The Constitution does not state or imply any flexibility in the office of vice president. It gives the vice president no legislative responsibilities other than casting a tie-breaking vote in the Senate when needed and no executive powers at all. The vice president’s constitutional role is to be ready to serve if the president dies or becomes incapacitated.
Any president deserves a vice president who will be a sound adviser and trustworthy supporter. But the American people also deserve and need a vice president who understands and respects the balance of power " and the limits of his or her own power. That is fundamental to our democracy.

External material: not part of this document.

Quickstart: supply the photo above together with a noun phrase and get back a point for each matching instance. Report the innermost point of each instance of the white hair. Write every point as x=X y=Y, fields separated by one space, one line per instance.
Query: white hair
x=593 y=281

So far, Ms. Palin has it exactly, frighteningly wrong.
@BumbleBeeBoogie,
What is more frightening is that McCain doesn't challenge Palin on this issue.
@nimh,
You may be right or on the other hand, you may not be, but since you are so cerebral and full of information, as well as fecal matter, why don't you give us a lecture on how the people's government runs things in the Socialist Paradise of Hungary, where you live.
You gasp at the Unemployment rate in the USA but you tell no one that the crypto-Communist regimes in the EU are now saddled with a 7.2 unemployment rate. What's the matter, Numh, doesn't Crypto-Communism work?
@blatham,
Blotham--Have you had your heart bypass yet? Be careful and get a good Doctor. Some bypass patients fall victim to early onset Alzhemiers.
@Bi-Polar Bear,
I would take your suggestion seriously but I usually put little credence to self-described mental patients. Have you tried Zoloft?
@blatham,
Yes, Dan Rather. Shall I give you the particulars?
@cicerone imposter,
She may not have much depth but at least she hasn't had a dose of radiation to screw up her thinking processes.
@SYNRON,
It's written Alzheimers, a disease that would be redundant in your case. There
is absolutely nothing to lose.
@SYNRON,
That is the govt's "official" number on unemployment in the US. If you look at the "real" numbers back in April when we were at about 5% official unemployed the real rate was estimated between 8% and 13% in the US. What the fed's numbers do not include are underemployed, partially employed unemployed who have given up and those who have dropped off the rolls.
Back in 2005 a comparison was made of Sweden's 15.7% unemployment and the same analysis was used on the US numbers and we were at about 15%.
oh, btw - Hi all, I'm new here and just stumbled across this discussion.
@Mary Homemaker,
Welcome to a2k, Mary Homemaker. I can tell by your "first" post that you do your homework; good on ya!